Method: We introduce SCD-Bench, the first safety-cognitive evaluation benchmark tailored to autonomous driving. It establishes a safety-cognition-driven evaluation paradigm, leverages an Autonomous Driving Annotation (ADA) system for scalable multimodal data curation, and integrates expert annotation with LLM-based automated assessment, achieving 99.74% inter-annotator agreement.

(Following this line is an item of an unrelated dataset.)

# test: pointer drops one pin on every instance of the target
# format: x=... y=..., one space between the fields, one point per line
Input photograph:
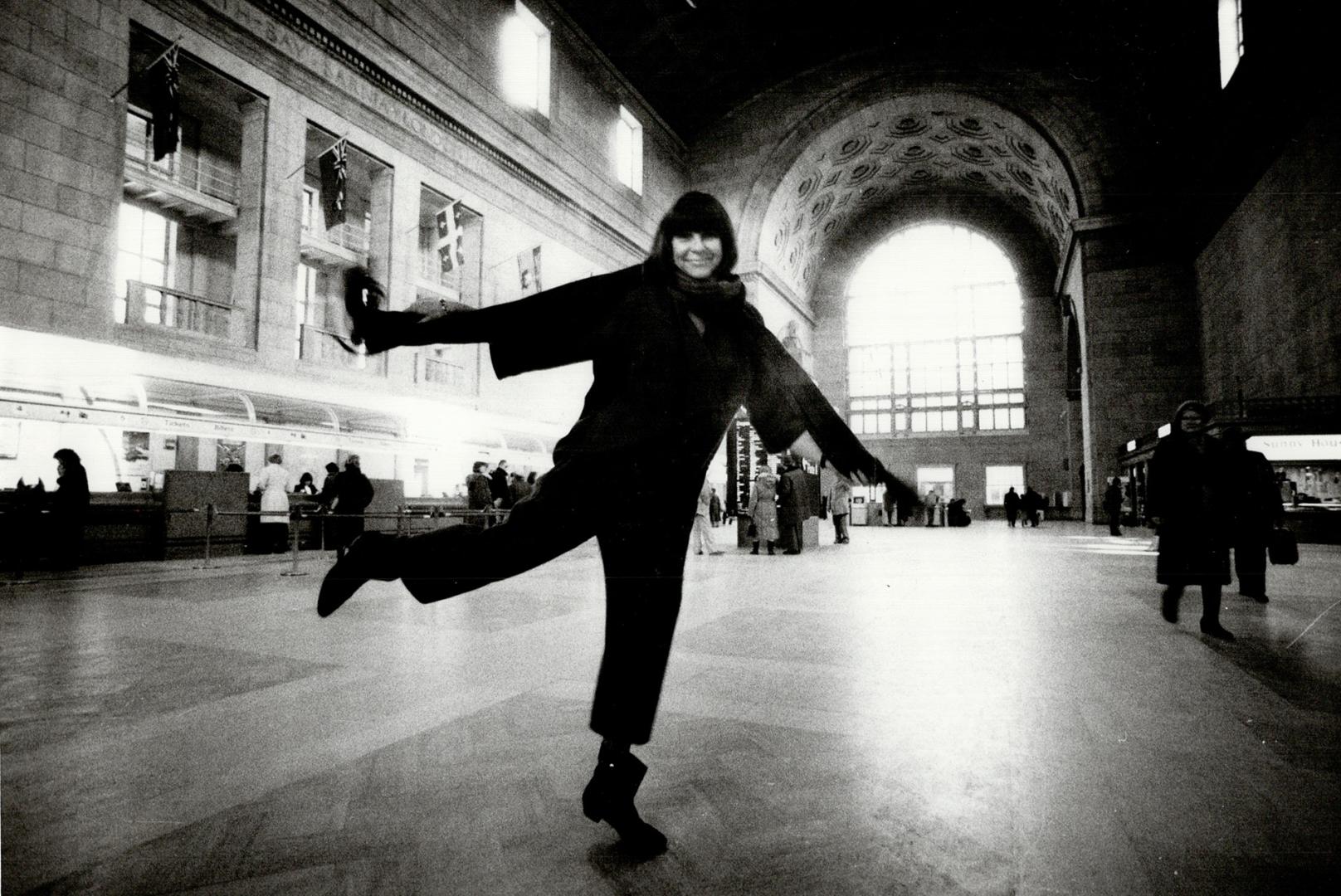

Contribution/Results: Experiments reveal that mainstream open-source VLMs exhibit substantially weaker safety cognition than GPT-4o; lightweight models (1B–4B parameters) perform near-chance, exposing critical deployment bottlenecks. SCD-Bench provides both a rigorous evaluation standard and a methodological foundation for trustworthy integration of VLMs into safety-critical autonomous driving systems.
📝 Abstract
Assessing the safety of vision-language models (VLMs) in autonomous driving is particularly important; however, existing work mainly focuses on traditional benchmark evaluations. As interactive components within autonomous driving systems, VLMs must maintain strong safety cognition during interactions. From this perspective, we propose a novel evaluation method: Safety Cognitive Driving Benchmark (SCD-Bench) . To address the large-scale annotation challenge for SCD-Bench, we develop the Autonomous Driving Image-Text Annotation System (ADA) . Additionally, to ensure data quality in SCD-Bench, our dataset undergoes manual refinement by experts with professional knowledge in autonomous driving. We further develop an automated evaluation method based on large language models (LLMs). To verify its effectiveness, we compare its evaluation results with those of expert human evaluations, achieving a consistency rate of 99.74%. Preliminary experimental results indicate that existing open-source models still lack sufficient safety cognition, showing a significant gap compared to GPT-4o. Notably, lightweight models (1B-4B) demonstrate minimal safety cognition. However, since lightweight models are crucial for autonomous driving systems, this presents a significant challenge for integrating VLMs into the field.